A mouse thymus under a microscope light.
“The analogy here is if everybody who owned a house in Boston had to display pieces of their trash on the surface of their house and the police could just drive down the street and they would be able to look at every house and they would know basically what was going on inside that house by the different sorts of items that were displayed,” said Dr. Serwold. “For example, milk cartons, they would know the people were drinking a lot of milk, or if it was bullets, then they would know those people had been shooting bullets in their house.”
T cells learn which proteins signify an infection and which are the body’s own proteins in a small organ called the thymus, which is found behind the breastbone and above the heart. They get taught by cells residing in the thymus, known as thymic epithelial cells. These teacher cells produce proteins in the thymus that the T cells might encounter throughout the body, such as the proteins that help the body function normally, including insulin. T cells that are activated to attack by proteins like insulin get eliminated in the thymus, and only T cells that are non-reactive to the bodies own proteins are allowed to migrate out of the thymus and begin patrolling the tissues.

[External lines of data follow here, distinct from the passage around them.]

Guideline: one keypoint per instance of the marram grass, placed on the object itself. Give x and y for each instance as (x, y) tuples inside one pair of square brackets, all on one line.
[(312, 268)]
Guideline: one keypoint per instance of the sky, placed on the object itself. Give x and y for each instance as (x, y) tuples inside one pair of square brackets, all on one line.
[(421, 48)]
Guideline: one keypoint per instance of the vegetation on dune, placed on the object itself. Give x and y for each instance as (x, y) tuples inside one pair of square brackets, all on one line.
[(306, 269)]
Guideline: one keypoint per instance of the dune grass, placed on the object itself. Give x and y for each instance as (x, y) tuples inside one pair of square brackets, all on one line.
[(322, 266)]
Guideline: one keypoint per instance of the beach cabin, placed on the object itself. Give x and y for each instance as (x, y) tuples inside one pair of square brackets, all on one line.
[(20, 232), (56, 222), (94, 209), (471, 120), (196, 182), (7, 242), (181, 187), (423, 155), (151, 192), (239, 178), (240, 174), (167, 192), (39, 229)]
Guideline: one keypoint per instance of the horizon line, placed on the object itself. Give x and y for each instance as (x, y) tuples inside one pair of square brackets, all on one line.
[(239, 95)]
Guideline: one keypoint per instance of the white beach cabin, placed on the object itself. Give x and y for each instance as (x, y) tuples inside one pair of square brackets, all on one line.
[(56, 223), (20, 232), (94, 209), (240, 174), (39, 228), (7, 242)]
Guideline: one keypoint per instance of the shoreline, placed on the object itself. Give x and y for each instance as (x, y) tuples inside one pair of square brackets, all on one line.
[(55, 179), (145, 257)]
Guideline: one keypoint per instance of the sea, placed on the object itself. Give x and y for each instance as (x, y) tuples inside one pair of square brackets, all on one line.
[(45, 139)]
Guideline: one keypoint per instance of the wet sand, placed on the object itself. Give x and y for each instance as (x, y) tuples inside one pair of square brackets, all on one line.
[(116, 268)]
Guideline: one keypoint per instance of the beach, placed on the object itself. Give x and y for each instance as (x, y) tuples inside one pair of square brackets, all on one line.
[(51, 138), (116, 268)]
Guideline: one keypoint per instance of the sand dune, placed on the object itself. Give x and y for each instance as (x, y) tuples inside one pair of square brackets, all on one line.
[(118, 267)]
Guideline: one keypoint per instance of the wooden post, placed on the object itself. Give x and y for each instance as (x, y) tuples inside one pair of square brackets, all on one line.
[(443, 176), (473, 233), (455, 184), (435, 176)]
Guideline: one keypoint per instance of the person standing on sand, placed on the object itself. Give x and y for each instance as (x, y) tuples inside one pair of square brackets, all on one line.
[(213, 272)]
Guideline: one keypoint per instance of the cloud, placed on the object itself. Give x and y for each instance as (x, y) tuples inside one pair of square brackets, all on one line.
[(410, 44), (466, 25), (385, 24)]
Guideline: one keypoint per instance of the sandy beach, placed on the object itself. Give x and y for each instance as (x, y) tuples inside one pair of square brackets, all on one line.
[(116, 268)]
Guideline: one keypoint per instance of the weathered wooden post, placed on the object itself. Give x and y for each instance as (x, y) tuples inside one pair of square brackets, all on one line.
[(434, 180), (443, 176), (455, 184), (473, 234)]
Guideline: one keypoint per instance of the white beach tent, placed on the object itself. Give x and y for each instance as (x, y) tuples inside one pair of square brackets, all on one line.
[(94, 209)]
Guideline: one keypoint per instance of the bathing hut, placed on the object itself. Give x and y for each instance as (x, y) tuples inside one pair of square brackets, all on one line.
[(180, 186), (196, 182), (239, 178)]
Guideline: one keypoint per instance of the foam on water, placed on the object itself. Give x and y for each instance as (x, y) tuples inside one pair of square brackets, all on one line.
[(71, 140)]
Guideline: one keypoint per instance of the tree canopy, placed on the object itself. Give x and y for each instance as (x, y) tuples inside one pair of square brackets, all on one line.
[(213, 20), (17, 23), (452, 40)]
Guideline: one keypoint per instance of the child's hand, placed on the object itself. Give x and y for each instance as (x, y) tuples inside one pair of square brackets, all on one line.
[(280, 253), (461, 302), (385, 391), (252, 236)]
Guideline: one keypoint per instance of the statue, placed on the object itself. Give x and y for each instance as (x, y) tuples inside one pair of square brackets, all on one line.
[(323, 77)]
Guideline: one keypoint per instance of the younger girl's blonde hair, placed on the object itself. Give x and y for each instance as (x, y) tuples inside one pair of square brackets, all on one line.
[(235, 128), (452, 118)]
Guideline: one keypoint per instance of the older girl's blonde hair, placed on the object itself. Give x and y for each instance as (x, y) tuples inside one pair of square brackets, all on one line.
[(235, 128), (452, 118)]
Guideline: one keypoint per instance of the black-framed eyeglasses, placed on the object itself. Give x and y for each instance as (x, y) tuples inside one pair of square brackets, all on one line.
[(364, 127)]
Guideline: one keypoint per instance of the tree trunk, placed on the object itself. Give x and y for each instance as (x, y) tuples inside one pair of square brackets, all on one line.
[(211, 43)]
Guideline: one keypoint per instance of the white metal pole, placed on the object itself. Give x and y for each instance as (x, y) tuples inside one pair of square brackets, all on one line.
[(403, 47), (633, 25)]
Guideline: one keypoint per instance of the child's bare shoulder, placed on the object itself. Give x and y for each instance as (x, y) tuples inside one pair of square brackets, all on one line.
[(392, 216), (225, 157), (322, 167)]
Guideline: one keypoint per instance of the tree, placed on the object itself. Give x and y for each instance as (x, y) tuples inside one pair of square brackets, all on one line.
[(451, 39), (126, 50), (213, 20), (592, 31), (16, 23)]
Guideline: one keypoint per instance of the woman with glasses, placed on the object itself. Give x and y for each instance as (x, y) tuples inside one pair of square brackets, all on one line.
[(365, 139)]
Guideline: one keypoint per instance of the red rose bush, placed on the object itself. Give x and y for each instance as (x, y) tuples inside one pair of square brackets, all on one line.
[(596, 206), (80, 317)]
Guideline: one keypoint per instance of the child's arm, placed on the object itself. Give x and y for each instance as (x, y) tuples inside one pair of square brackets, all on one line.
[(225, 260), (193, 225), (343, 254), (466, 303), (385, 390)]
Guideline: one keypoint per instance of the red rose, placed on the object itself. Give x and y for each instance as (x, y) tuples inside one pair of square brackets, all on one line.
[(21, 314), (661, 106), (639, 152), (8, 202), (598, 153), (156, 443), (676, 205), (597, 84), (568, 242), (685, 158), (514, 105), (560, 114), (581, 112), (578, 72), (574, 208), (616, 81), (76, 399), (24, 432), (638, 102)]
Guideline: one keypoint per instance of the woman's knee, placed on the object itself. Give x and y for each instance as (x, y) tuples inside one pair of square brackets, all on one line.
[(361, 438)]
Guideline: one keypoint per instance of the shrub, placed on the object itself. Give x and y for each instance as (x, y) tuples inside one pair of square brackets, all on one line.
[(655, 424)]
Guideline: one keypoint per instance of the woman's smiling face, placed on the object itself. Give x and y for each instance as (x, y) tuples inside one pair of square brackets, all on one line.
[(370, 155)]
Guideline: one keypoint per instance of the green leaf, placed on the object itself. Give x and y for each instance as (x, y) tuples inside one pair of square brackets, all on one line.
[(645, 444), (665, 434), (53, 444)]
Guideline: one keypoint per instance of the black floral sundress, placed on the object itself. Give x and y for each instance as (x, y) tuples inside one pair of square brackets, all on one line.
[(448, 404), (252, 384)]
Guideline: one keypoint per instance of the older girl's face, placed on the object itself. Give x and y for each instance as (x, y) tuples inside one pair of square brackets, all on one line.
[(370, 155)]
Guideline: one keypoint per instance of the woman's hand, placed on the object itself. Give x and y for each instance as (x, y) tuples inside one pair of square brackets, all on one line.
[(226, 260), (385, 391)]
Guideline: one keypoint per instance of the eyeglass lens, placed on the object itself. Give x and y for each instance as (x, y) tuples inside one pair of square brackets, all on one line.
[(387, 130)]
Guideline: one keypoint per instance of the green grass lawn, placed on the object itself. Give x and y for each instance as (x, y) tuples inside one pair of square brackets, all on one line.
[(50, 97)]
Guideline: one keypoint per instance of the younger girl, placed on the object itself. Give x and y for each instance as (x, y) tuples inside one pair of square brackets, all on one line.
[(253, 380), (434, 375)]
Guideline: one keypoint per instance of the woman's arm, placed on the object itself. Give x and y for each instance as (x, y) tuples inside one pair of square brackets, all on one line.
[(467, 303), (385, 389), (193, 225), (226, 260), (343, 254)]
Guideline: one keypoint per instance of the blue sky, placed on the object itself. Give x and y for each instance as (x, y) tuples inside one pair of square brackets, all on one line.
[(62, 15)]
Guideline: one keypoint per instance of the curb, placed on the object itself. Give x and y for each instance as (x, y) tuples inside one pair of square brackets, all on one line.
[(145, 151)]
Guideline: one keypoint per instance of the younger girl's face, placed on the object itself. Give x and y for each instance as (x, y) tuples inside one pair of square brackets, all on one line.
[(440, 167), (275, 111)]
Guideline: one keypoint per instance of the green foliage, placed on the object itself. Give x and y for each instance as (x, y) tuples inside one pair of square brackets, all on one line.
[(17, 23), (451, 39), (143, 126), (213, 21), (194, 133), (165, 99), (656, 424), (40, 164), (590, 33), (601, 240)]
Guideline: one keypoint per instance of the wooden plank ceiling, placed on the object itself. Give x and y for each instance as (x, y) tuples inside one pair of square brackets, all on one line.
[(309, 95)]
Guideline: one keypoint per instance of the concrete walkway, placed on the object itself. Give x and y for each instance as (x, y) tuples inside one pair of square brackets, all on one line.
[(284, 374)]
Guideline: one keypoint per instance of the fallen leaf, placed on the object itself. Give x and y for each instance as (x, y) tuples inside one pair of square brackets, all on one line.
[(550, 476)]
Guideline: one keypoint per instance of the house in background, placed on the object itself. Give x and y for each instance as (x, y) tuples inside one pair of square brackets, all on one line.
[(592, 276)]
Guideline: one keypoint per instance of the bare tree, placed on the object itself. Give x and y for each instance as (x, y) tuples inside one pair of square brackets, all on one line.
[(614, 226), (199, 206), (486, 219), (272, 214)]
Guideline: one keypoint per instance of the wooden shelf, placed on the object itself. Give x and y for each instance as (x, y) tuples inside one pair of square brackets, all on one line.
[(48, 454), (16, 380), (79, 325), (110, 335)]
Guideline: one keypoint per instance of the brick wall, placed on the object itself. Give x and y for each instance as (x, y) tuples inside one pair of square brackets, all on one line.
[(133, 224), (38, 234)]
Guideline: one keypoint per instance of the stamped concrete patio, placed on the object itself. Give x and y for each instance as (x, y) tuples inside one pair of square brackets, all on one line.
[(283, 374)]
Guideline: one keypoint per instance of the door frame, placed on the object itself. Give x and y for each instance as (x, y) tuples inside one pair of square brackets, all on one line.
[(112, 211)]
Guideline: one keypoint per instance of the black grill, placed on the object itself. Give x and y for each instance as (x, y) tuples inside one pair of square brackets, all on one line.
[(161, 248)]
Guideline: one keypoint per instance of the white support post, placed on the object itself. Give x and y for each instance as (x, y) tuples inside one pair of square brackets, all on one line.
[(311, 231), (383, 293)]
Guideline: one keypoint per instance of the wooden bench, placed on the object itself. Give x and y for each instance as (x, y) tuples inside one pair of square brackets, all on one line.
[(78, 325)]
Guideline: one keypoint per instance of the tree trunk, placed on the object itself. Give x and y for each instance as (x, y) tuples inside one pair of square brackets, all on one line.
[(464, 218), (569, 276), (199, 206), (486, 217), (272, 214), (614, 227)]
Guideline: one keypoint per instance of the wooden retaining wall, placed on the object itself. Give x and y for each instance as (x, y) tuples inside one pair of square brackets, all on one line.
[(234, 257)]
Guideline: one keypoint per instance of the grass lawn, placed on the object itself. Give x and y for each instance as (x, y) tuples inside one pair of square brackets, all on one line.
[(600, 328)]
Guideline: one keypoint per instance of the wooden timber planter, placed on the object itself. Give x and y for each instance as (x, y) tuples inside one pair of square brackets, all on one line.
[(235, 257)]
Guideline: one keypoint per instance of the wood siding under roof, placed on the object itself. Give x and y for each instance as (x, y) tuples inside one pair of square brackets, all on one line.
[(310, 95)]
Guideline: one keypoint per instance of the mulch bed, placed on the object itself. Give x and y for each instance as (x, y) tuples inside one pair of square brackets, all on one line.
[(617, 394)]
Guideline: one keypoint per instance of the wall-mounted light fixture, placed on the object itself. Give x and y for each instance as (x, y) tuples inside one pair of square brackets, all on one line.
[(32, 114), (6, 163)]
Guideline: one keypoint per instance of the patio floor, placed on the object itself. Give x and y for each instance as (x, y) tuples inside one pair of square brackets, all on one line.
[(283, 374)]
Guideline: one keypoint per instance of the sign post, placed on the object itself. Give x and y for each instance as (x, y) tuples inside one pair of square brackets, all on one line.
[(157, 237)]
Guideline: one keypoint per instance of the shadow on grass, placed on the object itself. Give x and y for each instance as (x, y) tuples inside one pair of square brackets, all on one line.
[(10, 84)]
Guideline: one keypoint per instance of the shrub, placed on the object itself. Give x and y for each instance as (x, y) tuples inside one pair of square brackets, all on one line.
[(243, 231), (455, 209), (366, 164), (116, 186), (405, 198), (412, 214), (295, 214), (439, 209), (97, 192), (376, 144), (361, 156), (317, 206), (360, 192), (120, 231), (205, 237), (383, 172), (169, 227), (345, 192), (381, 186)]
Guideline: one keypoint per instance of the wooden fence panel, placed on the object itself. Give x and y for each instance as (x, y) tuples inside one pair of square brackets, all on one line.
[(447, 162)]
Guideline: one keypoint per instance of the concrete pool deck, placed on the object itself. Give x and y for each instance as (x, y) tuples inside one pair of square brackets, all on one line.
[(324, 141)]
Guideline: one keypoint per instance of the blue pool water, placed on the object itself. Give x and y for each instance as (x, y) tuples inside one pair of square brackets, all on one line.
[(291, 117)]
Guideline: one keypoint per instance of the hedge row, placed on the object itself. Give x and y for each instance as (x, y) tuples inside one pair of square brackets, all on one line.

But in people with type 1 diabetes, something in this process goes wrong. Somehow, the T cells that can attack insulin-producing cells get released into the body to wreak havoc on the beta cells.
“So what we think is happening in type 1 diabetes, and in other autoimmune syndromes, is there is an incomplete or sort of a failure of the process of getting rid of those T cells that are capable of reacting to the body’s own cells,” said Dr. Serwold.
The Serwold lab is trying to find the fault in T cell development that allows for the bad T cell release. They are studying the makeup of the dysfunctional T cells to see where the education went wrong, and they are also looking into strengthening the education provided by the teacher cells.
A researcher takes sections of a thymus to study in depth.
Since the beta cells of people with type 1 diabetes have already been mostly destroyed, any autoimmune therapies derived from this research would only address half the problem. But for people who have a genetic risk for diabetes and show some autoimmune activity, catching defective T cells and improving education in the thymus could prevent the disease from ever occurring.
And for people who already have type 1, immune cell therapy could be coupled with the transplantation of beta cells, to both halt the autoimmunity and replace the damaged beta cells with functional ones.
“What my lab is working on is to prevent the autoimmunity,” said Dr. Serwold. “And so that’s one wing. And we think that’s going to be highly complementary to the other wing, which is the beta cell replacement. But it’s going to take both.”